The European Commission has prepared a draft directive on the protection of whistleblowers in the EU.
The purpose of this Directive is to create secure channels for reporting maladministration, both within an organisation and to public authorities. The proposal aims to protect EU-wide reporting of breaches of EU law in areas such as food and feed safety, animal health and welfare.
The necessary safeguards should include the following:
- Clear reporting channels inside and outside the organization to maintain confidentiality
- A tripartite reporting system consisting of:
- internal signalling channels
- reporting to the responsible authorities – when internal channels are not functioning or cannot reasonably be functioning (e.g. when the use of internal channels could jeopardise the effectiveness of investigative measures by the relevant authorities)

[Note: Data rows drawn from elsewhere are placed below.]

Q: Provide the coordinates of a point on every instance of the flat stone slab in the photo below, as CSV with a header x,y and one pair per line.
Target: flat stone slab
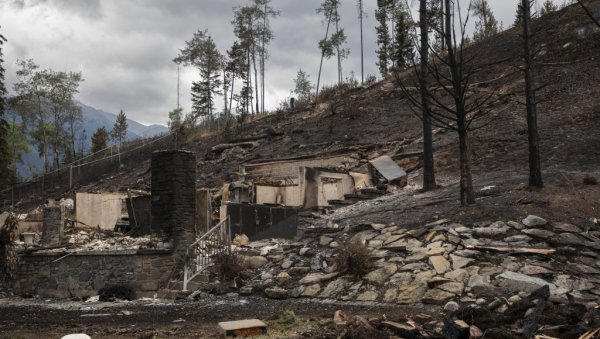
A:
x,y
517,282
246,327
439,263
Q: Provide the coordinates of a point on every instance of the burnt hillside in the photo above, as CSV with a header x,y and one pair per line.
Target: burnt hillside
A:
x,y
379,119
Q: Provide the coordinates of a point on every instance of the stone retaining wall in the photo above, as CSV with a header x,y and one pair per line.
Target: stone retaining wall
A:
x,y
84,274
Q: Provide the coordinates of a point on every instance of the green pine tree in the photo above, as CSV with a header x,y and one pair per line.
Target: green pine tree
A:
x,y
7,175
201,52
119,130
383,36
402,47
99,139
487,25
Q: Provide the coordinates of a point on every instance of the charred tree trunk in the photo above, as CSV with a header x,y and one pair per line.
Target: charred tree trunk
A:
x,y
467,195
535,170
428,165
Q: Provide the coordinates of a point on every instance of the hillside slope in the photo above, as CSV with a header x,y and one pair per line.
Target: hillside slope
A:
x,y
379,119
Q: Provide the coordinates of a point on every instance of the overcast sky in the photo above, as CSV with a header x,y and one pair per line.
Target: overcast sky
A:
x,y
125,48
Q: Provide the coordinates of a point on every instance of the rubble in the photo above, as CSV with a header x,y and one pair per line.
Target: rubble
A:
x,y
483,267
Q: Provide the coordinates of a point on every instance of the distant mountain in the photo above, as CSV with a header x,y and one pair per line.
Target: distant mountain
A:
x,y
93,119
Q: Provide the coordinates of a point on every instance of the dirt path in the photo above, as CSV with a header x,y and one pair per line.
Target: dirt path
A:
x,y
37,318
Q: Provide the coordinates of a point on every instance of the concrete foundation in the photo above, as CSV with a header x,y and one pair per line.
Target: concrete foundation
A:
x,y
53,226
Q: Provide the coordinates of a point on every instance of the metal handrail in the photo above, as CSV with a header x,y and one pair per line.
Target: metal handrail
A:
x,y
201,253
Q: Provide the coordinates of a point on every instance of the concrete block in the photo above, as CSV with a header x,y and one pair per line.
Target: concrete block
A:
x,y
243,328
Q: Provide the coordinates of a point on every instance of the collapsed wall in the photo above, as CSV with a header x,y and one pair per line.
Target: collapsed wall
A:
x,y
59,269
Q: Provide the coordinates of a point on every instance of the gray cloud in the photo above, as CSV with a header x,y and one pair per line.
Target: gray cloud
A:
x,y
125,48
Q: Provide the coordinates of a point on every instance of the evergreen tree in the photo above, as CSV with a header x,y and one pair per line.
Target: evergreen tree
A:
x,y
518,15
383,36
361,15
264,35
175,119
235,68
119,130
201,52
548,7
99,139
303,87
487,25
333,45
244,29
403,46
7,175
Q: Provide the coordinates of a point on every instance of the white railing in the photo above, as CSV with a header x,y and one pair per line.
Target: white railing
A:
x,y
203,251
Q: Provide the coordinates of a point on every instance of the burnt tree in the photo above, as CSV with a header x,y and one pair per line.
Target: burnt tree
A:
x,y
449,95
535,169
428,164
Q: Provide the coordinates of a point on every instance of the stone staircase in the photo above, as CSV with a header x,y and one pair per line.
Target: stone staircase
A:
x,y
201,254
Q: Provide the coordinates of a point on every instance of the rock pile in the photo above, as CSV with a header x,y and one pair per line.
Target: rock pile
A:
x,y
490,264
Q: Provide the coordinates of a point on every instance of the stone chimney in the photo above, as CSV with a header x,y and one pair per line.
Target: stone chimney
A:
x,y
174,196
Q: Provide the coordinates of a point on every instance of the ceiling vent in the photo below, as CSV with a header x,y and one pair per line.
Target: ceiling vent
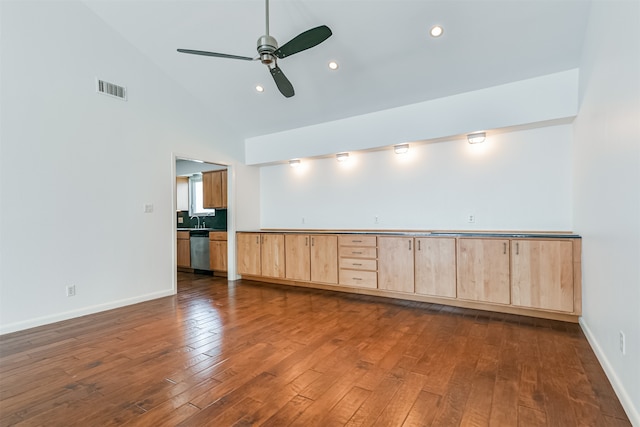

- public/media reports – if no appropriate action is taken after the report has been made through other channels or if there is a direct or obvious threat to the public interest or the risk of irreparable damage
- Reporting obligations for authorities and companies’ which must respond to and follow up reports of maladministration within 3 months
- Avoidance of retaliation and effective protection: Any retaliation is prohibited and should be punished. When a whistleblower is retaliated, he should have access to free counselling and appropriate remedies (e.g. measures against harassment at the workplace or to avoid dismissal). The burden of proof is reversed in such cases so that the person or organisation concerned must prove that they are not retaliating against the whistleblower. Whistle-blowers are also protected in court proceedings, for example by being exempted from liability for disclosed information.